I’m so glad you enjoyed it Tawnya!
Halved the recipe since I only had 2 ripe bananas and 1/5 cup of honey only since instead of plain yogurt, I used half a vanilla flavored baby yogurt which was what I had on hand. Made it in a 24 cup mini muffin pan for 15 mins at 350 degrees for my son as a snack option and it was super successful – just sweet enough and plenty moist! Will def be making this again!
When you say “beat” is that with an electric mixer or just with the spoon?
We did not use an electric mixer with this recipe- a spoon or whisk will work just fine!
Is the calorie counter loaf or per serving size or per/100g?

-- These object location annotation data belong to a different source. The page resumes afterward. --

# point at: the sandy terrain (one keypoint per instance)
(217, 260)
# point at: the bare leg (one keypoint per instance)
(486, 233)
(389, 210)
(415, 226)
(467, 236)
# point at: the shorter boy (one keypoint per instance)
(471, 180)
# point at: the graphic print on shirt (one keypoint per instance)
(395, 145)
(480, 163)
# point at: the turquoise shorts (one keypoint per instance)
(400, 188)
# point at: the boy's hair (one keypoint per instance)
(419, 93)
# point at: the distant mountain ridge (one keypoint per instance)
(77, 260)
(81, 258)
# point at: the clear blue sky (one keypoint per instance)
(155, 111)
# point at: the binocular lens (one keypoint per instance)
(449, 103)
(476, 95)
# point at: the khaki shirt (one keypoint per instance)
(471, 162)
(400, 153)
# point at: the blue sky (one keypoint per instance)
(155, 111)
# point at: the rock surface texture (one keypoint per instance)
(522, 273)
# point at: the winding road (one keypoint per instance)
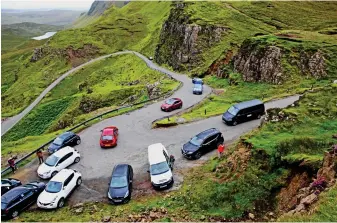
(136, 134)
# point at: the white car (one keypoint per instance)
(58, 189)
(58, 161)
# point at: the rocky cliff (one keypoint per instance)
(260, 61)
(182, 42)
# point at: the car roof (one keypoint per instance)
(65, 135)
(62, 152)
(10, 195)
(62, 175)
(247, 104)
(120, 170)
(155, 153)
(207, 133)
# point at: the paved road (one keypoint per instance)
(10, 122)
(136, 134)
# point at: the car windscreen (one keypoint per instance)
(170, 101)
(196, 141)
(118, 182)
(159, 168)
(51, 160)
(107, 137)
(233, 110)
(53, 187)
(3, 205)
(58, 141)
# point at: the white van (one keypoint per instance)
(160, 166)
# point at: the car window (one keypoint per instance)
(52, 160)
(28, 193)
(159, 168)
(67, 181)
(53, 187)
(118, 182)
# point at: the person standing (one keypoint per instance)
(40, 155)
(221, 148)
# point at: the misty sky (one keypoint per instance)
(46, 4)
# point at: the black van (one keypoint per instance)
(244, 111)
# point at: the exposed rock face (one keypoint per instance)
(313, 63)
(182, 42)
(259, 63)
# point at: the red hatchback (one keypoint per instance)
(109, 137)
(171, 104)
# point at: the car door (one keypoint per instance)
(69, 184)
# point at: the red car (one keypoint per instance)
(171, 104)
(109, 137)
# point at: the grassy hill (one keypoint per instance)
(15, 35)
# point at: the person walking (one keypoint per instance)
(40, 155)
(221, 148)
(11, 163)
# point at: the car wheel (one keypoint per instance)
(77, 159)
(53, 173)
(197, 155)
(60, 203)
(79, 181)
(15, 214)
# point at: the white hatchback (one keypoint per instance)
(58, 189)
(58, 161)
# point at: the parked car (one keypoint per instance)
(160, 166)
(66, 139)
(59, 188)
(203, 142)
(171, 104)
(120, 187)
(58, 161)
(244, 111)
(109, 137)
(19, 198)
(197, 81)
(8, 184)
(197, 89)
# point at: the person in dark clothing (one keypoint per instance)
(11, 163)
(40, 155)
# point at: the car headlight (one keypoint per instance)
(53, 201)
(126, 194)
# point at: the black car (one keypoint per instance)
(20, 198)
(66, 139)
(244, 111)
(8, 184)
(202, 143)
(120, 187)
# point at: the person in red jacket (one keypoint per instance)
(221, 149)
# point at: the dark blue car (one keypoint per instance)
(120, 187)
(66, 139)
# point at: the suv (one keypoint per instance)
(202, 143)
(66, 139)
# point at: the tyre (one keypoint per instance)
(53, 173)
(197, 155)
(79, 181)
(60, 203)
(15, 214)
(77, 159)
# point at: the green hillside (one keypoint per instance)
(14, 36)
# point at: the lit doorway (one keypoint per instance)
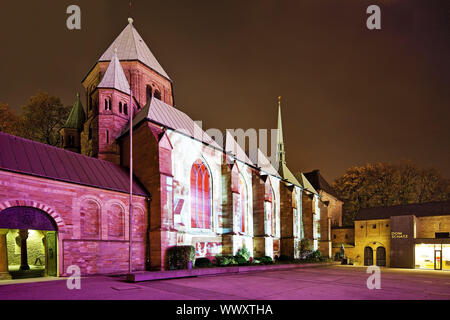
(28, 243)
(432, 256)
(437, 259)
(368, 256)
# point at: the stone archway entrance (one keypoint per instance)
(368, 256)
(381, 257)
(28, 238)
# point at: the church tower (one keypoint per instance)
(70, 133)
(127, 63)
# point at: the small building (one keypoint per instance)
(343, 236)
(404, 236)
(329, 218)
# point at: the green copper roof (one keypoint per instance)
(76, 117)
(306, 184)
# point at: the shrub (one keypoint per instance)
(203, 263)
(240, 260)
(265, 260)
(180, 256)
(223, 261)
(314, 256)
(305, 245)
(285, 258)
(243, 254)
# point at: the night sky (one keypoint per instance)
(350, 95)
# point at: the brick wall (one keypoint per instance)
(91, 248)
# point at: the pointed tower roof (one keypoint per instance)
(130, 46)
(114, 77)
(283, 169)
(77, 116)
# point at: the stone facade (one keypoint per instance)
(100, 248)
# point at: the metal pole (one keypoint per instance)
(130, 222)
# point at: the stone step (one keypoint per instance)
(197, 272)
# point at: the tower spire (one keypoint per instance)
(280, 141)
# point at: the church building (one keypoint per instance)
(70, 205)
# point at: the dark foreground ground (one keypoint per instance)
(316, 283)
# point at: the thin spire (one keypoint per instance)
(130, 7)
(280, 140)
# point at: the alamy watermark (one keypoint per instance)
(74, 281)
(73, 22)
(374, 281)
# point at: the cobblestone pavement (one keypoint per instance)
(318, 283)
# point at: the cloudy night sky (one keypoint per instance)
(350, 95)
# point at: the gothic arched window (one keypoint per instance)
(200, 196)
(148, 93)
(242, 206)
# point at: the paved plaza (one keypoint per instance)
(313, 283)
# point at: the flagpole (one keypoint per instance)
(130, 222)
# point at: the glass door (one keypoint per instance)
(438, 260)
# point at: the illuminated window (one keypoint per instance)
(148, 91)
(200, 196)
(269, 207)
(242, 206)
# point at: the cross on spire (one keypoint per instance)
(280, 142)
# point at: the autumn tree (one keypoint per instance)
(42, 118)
(9, 120)
(385, 184)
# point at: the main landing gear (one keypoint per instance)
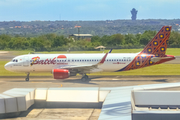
(27, 78)
(84, 78)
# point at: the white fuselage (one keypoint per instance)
(48, 62)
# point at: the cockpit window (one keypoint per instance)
(14, 60)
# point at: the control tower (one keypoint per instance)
(134, 14)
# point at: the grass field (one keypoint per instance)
(161, 69)
(170, 51)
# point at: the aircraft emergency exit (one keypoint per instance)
(63, 66)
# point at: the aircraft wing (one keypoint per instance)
(83, 68)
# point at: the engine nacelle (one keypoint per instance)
(60, 73)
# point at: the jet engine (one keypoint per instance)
(60, 73)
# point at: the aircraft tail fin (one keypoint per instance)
(158, 44)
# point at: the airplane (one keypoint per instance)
(63, 66)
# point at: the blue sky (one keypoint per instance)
(28, 10)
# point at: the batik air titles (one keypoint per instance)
(63, 66)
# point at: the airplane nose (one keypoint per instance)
(7, 66)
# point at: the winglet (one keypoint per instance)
(110, 51)
(104, 57)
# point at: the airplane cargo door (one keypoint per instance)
(26, 61)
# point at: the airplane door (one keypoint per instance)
(26, 61)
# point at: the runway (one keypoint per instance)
(94, 81)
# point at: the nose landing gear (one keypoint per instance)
(84, 78)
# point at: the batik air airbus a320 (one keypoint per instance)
(63, 66)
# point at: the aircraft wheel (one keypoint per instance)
(84, 78)
(27, 79)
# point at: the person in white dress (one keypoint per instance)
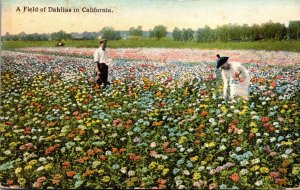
(236, 75)
(101, 61)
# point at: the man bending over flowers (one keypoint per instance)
(236, 75)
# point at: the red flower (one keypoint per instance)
(203, 113)
(264, 119)
(9, 123)
(9, 182)
(234, 177)
(70, 173)
(274, 174)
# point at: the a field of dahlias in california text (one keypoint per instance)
(161, 123)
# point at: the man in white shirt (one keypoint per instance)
(100, 60)
(237, 76)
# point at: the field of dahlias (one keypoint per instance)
(161, 123)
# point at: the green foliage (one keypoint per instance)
(159, 32)
(164, 42)
(110, 33)
(294, 30)
(136, 31)
(61, 35)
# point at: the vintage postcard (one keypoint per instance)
(150, 94)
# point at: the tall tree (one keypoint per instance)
(160, 31)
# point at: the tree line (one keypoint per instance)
(224, 33)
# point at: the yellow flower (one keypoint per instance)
(22, 182)
(12, 145)
(18, 170)
(286, 143)
(48, 166)
(255, 168)
(160, 167)
(196, 176)
(152, 165)
(203, 163)
(242, 112)
(28, 167)
(182, 139)
(254, 130)
(194, 159)
(106, 179)
(264, 170)
(100, 171)
(165, 171)
(32, 162)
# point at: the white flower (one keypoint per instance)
(289, 151)
(243, 171)
(201, 168)
(123, 170)
(190, 150)
(7, 152)
(237, 149)
(40, 168)
(63, 150)
(258, 183)
(42, 159)
(272, 139)
(164, 157)
(153, 144)
(240, 131)
(131, 173)
(178, 182)
(244, 162)
(222, 147)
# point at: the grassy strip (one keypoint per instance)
(293, 46)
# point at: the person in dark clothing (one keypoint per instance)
(100, 60)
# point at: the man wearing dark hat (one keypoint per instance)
(100, 60)
(237, 76)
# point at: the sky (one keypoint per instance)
(192, 14)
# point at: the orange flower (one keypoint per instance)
(264, 119)
(203, 113)
(283, 170)
(90, 152)
(70, 173)
(285, 163)
(97, 150)
(251, 135)
(171, 150)
(9, 182)
(37, 184)
(70, 136)
(157, 123)
(41, 179)
(274, 174)
(87, 173)
(102, 157)
(234, 177)
(280, 181)
(122, 150)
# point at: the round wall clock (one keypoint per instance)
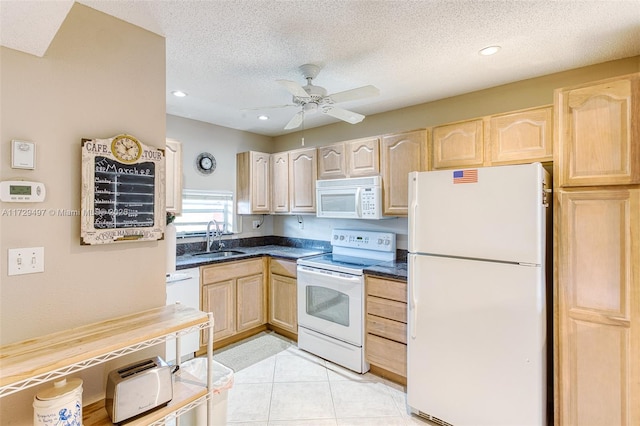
(126, 148)
(205, 163)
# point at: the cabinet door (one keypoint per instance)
(521, 137)
(598, 133)
(253, 183)
(251, 302)
(283, 303)
(458, 145)
(400, 154)
(260, 182)
(363, 157)
(173, 167)
(332, 162)
(598, 278)
(390, 355)
(220, 299)
(280, 182)
(303, 169)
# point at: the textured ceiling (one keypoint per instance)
(227, 55)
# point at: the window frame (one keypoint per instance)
(191, 196)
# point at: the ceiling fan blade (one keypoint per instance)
(353, 94)
(294, 88)
(295, 121)
(268, 107)
(343, 114)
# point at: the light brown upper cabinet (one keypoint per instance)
(173, 167)
(303, 169)
(597, 255)
(253, 183)
(458, 144)
(522, 136)
(280, 182)
(400, 154)
(356, 158)
(598, 132)
(516, 137)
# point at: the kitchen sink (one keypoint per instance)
(215, 254)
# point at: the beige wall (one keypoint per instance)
(100, 77)
(223, 143)
(523, 94)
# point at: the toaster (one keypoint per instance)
(137, 388)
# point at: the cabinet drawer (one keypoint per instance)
(387, 308)
(383, 327)
(227, 271)
(390, 355)
(387, 289)
(283, 267)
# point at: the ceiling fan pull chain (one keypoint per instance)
(302, 128)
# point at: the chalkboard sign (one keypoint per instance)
(122, 191)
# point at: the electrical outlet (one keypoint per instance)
(25, 261)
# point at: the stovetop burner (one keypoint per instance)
(353, 251)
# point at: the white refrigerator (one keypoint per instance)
(477, 330)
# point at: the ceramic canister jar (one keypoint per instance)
(59, 405)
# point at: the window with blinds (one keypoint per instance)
(199, 207)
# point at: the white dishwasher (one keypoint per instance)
(184, 287)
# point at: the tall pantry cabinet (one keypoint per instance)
(597, 253)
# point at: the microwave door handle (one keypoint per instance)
(359, 202)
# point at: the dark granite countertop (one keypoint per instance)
(283, 248)
(186, 260)
(395, 270)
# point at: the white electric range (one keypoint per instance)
(331, 295)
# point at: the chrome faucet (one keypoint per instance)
(211, 236)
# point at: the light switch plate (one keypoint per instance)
(23, 155)
(25, 261)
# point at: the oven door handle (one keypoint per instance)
(356, 279)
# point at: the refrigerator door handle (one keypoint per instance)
(413, 207)
(413, 303)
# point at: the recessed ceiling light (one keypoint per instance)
(489, 50)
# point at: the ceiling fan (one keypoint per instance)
(314, 98)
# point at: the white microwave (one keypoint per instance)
(352, 198)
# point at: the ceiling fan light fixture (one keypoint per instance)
(489, 50)
(310, 107)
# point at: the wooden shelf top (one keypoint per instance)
(33, 357)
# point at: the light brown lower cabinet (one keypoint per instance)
(236, 294)
(283, 295)
(386, 325)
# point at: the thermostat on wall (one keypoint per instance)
(18, 191)
(23, 155)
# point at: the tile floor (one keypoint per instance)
(294, 387)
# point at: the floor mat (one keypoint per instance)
(251, 351)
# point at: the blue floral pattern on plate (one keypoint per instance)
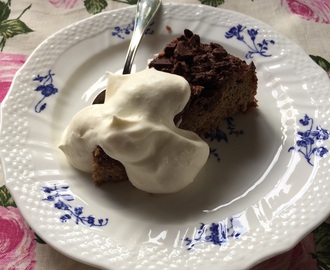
(215, 233)
(46, 88)
(309, 140)
(62, 199)
(254, 47)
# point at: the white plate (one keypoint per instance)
(256, 197)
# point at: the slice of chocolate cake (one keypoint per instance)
(221, 86)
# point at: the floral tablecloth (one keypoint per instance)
(26, 23)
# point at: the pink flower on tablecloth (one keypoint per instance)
(64, 3)
(17, 244)
(315, 10)
(9, 64)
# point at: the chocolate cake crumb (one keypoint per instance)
(221, 86)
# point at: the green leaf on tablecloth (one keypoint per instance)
(4, 11)
(5, 198)
(11, 28)
(322, 246)
(321, 62)
(95, 6)
(213, 3)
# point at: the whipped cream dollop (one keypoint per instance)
(135, 126)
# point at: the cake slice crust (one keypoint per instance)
(222, 85)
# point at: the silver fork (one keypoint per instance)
(145, 12)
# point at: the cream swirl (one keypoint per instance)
(135, 126)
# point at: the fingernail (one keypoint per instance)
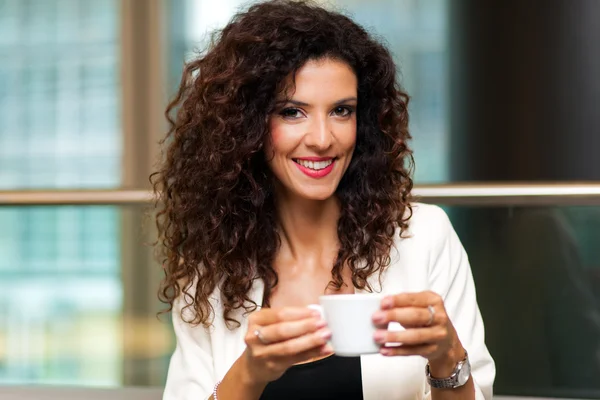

It’s per serving, based on 8 servings per loaf. So you can adjust accordingly, depending on how you cut your loaf. 🙂
I have made this at least a dozen times now, and it is perfect every time. I use regular whole wheat flour and pure maple syrup. I add mini chocolate chips to entice the kids – they don’t have any idea it’s 100% whole wheat. Thanks for this super easy and super yummy recipe!
Thank you so much for the wonderful post.
I’m lactose intolerant what else could I use besides Greek yogurt?
You could try replacing it with applesauce.